Below is an excerpt from phrack.com. In the lastest phrack issue
there are a few articles on bypassing firewalls by accessing memory
space on a remote machine or injecting code into a trusted process.
Note the result of the tested software firewalls. There is more to a
softrware firewall then blocking ports.
http://www.phrack.org/show.php?p=62&a=13
To sum everything up: We will create a binary executable that
carries the injection code as well as the code that has to be
injected in order to bypass the software firewall. Or, speaking
in high-level programming terms: We will create an exe file that
holds two functions, one to inject code to a trusted process
and one function to be injected.
The sample code presented in this little paper will give you a
tiny executable that runs in RING3. I am certain that most
software firewalls contain kernel mode drivers with the ability
to perform more powerful tasks than this injector executable.

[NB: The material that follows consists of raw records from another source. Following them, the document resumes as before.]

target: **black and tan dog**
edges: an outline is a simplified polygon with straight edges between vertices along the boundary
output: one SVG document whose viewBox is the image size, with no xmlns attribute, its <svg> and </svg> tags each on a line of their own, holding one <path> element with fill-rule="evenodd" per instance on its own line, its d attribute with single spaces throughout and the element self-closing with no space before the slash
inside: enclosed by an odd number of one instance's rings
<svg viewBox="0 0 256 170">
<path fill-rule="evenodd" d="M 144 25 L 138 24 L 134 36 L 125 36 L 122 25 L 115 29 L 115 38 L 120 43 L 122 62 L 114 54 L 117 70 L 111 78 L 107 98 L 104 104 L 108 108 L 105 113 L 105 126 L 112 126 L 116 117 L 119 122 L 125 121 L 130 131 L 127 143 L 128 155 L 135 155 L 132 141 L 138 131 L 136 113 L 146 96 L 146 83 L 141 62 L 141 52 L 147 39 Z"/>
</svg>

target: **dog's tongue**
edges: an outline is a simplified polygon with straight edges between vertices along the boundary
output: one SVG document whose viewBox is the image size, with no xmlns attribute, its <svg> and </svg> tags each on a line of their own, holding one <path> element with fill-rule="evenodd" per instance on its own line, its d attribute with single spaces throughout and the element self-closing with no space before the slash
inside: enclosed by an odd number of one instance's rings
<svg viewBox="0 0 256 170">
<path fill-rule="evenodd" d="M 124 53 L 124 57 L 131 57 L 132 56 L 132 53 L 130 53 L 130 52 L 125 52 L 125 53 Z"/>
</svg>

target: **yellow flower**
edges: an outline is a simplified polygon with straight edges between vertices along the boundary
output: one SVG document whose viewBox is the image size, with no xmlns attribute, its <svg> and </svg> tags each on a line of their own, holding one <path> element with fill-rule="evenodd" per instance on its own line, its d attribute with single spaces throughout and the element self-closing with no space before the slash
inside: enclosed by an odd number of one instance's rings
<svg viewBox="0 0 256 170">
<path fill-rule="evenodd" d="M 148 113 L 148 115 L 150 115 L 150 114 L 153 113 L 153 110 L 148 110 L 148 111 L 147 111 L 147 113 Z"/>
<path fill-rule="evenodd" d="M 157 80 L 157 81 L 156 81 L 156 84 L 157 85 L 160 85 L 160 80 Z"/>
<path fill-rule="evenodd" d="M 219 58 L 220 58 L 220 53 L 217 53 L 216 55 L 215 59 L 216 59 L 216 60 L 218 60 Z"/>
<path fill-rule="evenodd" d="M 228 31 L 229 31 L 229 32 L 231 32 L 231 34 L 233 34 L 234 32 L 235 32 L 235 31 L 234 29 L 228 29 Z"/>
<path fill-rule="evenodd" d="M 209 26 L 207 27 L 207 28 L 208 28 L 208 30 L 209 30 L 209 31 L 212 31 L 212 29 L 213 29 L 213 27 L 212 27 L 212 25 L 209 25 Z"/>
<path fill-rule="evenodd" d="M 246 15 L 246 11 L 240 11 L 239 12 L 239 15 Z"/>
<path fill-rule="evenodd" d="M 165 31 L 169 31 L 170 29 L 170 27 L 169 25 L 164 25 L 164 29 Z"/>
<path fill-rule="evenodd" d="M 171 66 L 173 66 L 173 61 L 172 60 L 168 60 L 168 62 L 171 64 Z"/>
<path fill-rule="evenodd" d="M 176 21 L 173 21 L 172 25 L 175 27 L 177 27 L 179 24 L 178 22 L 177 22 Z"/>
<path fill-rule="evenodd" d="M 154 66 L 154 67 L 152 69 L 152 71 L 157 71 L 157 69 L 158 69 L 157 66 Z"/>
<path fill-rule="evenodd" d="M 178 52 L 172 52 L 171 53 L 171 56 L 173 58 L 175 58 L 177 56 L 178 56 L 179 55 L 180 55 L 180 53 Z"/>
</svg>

Therefore, the capabilities of the bypass code are obviously
limited. I have tested the bypass against several software
firewalls and got the following results:
Zone Alarm 4 vulnerable
Zone Alarm Pro 4 vulnerable
Sygate Pro 5.5 vulnerable
BlackIce 3.6 vulnerable
Tiny 5.0 immune
Tiny alerts the user that the injector executable spawns the
browser process, trying to access the network this way. It looks
like Tiny simply acts exactly like all the other software
firewalls do, but it is just more careful. Tiny also hooks API
calls like CreateProcess() and CreateRemoteThread() - thus, it
can protect its users from this kind of bypass.